The UNF General Education Program
An Innovative, Cutting Edge Program in 21st-Century Educational Skills
Around the world, general education programs are shifting from courses that introduce students to specific disciplines to courses that emphasize fundamental intellectual competencies. The UNF General Education program provides students with opportunities to acquire and reinforce key intellectual competencies that are the foundations of the 21st-century skills necessary for success beyond college: writing effectively, thinking critically and analyzing and reasoning quantitatively and understanding how to use the scientific method.
These 21st-Century Skills are essential for success in the pursuit of the more advanced learning offered in the major and the still more specialized study at the graduate level. On virtually every survey of what employers seek in job applicants, the top-listed abilities include writing and communicating well; obtaining, analyzing, critically evaluating, and processing information; analyzing quantitative data; and solving problems. (See, for example, what the American Psychological Association has to say.)
These 21st-century competencies equip students for success in an increasingly networked world that relies on the ability to communicate expertly combined with highly developed skills in analyzing complex problems, scrutinizing their implications, and arriving at smart solutions.
UNF's General Education Competencies
Writing Effectively: This competency includes but is not limited to communicating effectively in writing across multiple formats; analyzing the different compositional features and requirements of different kinds (genres) of writing; explain grammatical, stylistic, rhetorical, and other terms and concepts that are basic to communicating effectively in writing; and explaining one's own communicative decisions and practices.
Thinking Critically: This competency includes but is not limited to understanding basic social and behavioral science concepts; examining behavioral, social, and cultural issues from various points of view; analyzing, evaluating, and appreciating cultural artifacts (such as texts, music, artworks, media productions, architecture); investigating the role of technology in shaping culture; examining different cultural traditions, institutions, and political and economic systems; understanding and applying different qualitative methods of inquiry and different kinds of argumentation and evidence; and reflecting critically upon the human condition and experience.
Analyzing and Reasoning Quantitatively and/or Using the Scientific Method: This competency includes but is not limited to determining appropriate mathematical and computational models and methods in problem solving; understanding mathematical, statistical, and computational concepts; applying mathematical and computational models and methods in problem solving; critically examining and evaluating scientific observation, hypothesis, and model construction; understanding fundamental concepts, principles, and processes about the natural world; and using scientific method to explain the natural world.
Cross-Cultural Awareness, Experiential Learning, or Integrative Learning: Students have four options for satisfying this area.
Cultural Diversity and Cross-Cultural Awareness Competency.

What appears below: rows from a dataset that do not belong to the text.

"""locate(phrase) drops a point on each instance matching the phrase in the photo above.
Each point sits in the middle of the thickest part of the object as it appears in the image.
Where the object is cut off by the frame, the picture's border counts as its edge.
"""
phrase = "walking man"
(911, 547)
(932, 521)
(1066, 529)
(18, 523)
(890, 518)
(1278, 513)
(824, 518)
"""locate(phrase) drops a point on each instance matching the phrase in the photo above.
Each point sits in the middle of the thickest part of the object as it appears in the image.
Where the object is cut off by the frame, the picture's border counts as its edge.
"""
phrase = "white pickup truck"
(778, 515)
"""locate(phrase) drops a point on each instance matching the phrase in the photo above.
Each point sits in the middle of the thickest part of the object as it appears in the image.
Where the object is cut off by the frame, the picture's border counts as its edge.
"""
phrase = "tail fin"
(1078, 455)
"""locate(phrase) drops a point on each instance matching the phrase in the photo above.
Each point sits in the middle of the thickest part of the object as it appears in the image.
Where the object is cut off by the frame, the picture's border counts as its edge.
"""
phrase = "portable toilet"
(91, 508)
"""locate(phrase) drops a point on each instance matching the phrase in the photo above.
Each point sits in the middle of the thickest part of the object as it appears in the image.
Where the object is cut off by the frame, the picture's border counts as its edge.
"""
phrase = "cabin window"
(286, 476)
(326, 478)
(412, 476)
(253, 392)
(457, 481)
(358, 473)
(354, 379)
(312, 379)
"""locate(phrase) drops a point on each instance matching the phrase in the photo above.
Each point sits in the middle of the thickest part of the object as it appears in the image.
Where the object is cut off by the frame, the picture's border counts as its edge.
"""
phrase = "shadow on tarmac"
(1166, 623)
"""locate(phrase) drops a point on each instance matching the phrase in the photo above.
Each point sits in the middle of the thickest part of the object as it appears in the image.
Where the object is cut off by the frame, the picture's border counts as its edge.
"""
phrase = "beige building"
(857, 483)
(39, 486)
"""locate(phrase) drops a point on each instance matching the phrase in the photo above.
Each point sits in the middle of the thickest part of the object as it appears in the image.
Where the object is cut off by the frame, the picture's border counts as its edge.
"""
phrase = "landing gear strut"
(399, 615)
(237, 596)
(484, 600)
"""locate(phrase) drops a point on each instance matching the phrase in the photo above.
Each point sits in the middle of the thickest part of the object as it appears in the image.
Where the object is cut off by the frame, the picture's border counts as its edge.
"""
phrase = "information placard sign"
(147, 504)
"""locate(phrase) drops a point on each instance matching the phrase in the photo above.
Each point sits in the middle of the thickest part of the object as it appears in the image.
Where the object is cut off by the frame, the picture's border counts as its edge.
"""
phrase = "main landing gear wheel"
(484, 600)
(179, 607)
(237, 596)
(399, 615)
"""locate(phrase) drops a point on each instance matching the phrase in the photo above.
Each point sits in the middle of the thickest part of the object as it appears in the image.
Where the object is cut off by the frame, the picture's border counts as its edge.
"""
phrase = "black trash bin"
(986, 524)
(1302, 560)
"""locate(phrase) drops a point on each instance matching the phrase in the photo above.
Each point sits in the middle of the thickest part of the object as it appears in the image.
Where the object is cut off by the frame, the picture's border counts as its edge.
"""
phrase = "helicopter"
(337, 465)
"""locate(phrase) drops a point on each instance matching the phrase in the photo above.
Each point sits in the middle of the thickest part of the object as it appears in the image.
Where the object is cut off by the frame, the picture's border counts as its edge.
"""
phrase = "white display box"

This category of competencies requires that students develop, strengthen, extend, and demonstrate the ability to identify, explain, and analyze the implications of cross-cultural issues, ideologies, and the contributions that people of diverse backgrounds bring to a multicultural world.
Experiential Learning Competency. This category of competencies requires that students reflect critically on the transformative effects of a CBL (Community Based Learning), internship, study abroad, or other such experience-that is, how the experience led them to change their beliefs, attitudes, or behavior in some significant way; challenged their previous assumptions; came to appreciate the value and limits of theory in relation to the constraints on decisions and actions (practice).
Integrative Learning/Reflective Judgment. This category of competencies requires that students develop, strengthen, extend, and demonstrate their ability to think critically and to communicate that thinking effectively in the appropriate communicative medium or media.
Additional Hours in Communication, Critical Thinking, or Quantitative Reasoning and Analysis and the Scientific Method.
General Education Program Requirements
The General Education Program at UNF requires 36 credit hours: 9 in Communication; 12 in Critical Thinking about the Social Sciences and Humanities; 12 in Quantitative Reasoning and Analysis and the Scientific Method (including a 1 credit hour lab component); and 3 credit hours in Cross-Cultural Awareness, Experiential Learning, or Integrative Learning. This curriculum includes the 15 hours required by the State of Florida, as well as providing multiple opportunities to develop and refine the competencies central to the curriculum.